On 1/25/2018 3:04 PM, Stefan Beller wrote:
On Thu, Jan 25, 2018 at 6:02 AM, Derrick Stolee <stolee@xxxxxxxxx> wrote:
Add Documentation/technical/packed-graph.txt with details of the planned
packed graph feature, including future plans.
Signed-off-by: Derrick Stolee <dstolee@xxxxxxxxxxxxx>
---
Documentation/technical/packed-graph.txt | 185 +++++++++++++++++++++++++++++++
1 file changed, 185 insertions(+)
create mode 100644 Documentation/technical/packed-graph.txt
diff --git a/Documentation/technical/packed-graph.txt b/Documentation/technical/packed-graph.txt
new file mode 100644
index 0000000000..fcc0c83874
--- /dev/null
+++ b/Documentation/technical/packed-graph.txt
@@ -0,0 +1,185 @@
+Git Packed Graph Design Notes
+=============================
+
+Git walks the commit graph for many reasons, including:
+
+1. Listing and filtering commit history.

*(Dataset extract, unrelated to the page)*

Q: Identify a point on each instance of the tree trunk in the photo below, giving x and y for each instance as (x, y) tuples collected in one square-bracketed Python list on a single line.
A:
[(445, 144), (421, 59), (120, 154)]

+2. Computing merge bases.
+
+These operations can become slow as the commit count grows above 100K.
How did you come up with that specific number? (Is it platform dependent?)
I'd avoid a specific number to not derail the reader here into wondering
how this got measured.
Using a specific number was a mistake. Git can walk ~100K commits per
second by parsing commits, in my tests on my machine. I'll instead say
"commit count grows."
+The merge base calculation shows up in many user-facing commands, such
+as 'status' and 'fetch' and can take minutes to compute depending on
+data shape. There are two main costs here:
status needs the walk for the ahead/behind computation which is (1)?
(I forget how status would need to compute a merge-base)
'status' computes the ahead/behind counts using paint_down_to_common().
This is a more robust method than simply computing merge bases, but the
possible merge bases are found as a result.
fetch is a networked command, which traditionally in Git is understood as
"can be slow" because you might be in Australia, or the connection is slow
otherwise. So giving this as an example it is not obvious that the DAG walking
is the bottleneck. Maybe git-merge or "git show --remerge-diff" [1] are better
examples for walk-intensive commands?
[1] https://public-inbox.org/git/cover.1409860234.git.tr@xxxxxxxxxxxxx/
never landed, so maybe that is a bad example. But for me that command
is more obviously dependent on cheap walking the DAG compared to fetch.
So, take my comments with a grain of salt!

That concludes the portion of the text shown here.